I have control over the HttpServer but not over the ApplicationServer or the Java Applications sitting there but I need to block direct access to certain pages on those applications. Precisely, I don't want users automating access to forms issuing direct GET/POST HTTP requests to the appropriate servlet.
So, I decided to block users based on the value of HTTP_REFERER. After all, if the user is navigating inside the site, it will have an appropriate HTTP_REFERER. Well, that was what I thought.
I implemented a rewrite rule in the .htaccess file that says:
RewriteEngine on
# Options +FollowSymlinks
RewriteCond %{HTTP_REFERER} !^http://mywebaddress(.cl)?/.* [NC]

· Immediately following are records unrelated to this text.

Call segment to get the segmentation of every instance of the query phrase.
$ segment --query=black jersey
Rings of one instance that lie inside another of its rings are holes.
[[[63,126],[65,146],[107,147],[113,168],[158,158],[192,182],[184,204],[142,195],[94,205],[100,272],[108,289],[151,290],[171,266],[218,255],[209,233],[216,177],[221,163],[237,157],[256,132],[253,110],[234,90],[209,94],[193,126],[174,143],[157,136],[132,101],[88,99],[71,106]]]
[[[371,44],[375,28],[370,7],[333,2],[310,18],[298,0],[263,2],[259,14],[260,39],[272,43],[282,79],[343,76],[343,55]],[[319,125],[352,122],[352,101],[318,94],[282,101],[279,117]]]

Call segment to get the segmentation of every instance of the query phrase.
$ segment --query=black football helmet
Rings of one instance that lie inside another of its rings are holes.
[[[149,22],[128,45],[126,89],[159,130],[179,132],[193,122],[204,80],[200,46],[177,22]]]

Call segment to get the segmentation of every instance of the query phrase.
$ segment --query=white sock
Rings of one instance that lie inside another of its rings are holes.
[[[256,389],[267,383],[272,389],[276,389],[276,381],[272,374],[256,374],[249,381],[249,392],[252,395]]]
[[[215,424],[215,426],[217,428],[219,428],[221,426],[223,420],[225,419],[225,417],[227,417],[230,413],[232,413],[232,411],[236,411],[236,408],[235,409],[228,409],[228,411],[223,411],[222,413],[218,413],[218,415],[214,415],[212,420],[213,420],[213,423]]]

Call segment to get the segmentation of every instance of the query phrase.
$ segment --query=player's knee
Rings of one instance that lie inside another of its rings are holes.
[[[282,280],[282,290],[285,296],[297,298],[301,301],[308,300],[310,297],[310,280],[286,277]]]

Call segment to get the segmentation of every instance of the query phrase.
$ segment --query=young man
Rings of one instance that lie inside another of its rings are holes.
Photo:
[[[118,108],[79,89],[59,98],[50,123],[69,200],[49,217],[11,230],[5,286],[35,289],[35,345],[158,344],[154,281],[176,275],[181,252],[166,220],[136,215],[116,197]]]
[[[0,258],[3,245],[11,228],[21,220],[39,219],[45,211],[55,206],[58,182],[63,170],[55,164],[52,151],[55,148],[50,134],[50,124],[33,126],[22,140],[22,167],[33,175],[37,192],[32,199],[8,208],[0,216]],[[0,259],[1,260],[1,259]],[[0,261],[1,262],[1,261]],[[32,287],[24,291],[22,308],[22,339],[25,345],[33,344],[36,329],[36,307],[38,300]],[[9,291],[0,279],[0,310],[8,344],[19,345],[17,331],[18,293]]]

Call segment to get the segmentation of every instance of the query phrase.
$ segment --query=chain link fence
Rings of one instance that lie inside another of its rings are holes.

RewriteRule (servlet1|servlet2)/.+\?.+ - [F]
I expected to forbid access to users that didn't navigate the site but issue direct GET requests to the "servlet1" or "servlet2" servlets using querystrings. But my expectations ended abruptly because the regular expression "(servlet1|servlet2)/.+\?.+" didn't worked at all.
I get really disappointed when I changed that expr to "(servlet1|servlet2)/.+" and worked so well that my users were blocked no matter if they navigated the site or not.
So, my question is: How do I can accomplish this thing of not allowing "robots" with direct access to certain pages if I have no access/privileges/time to modify the application?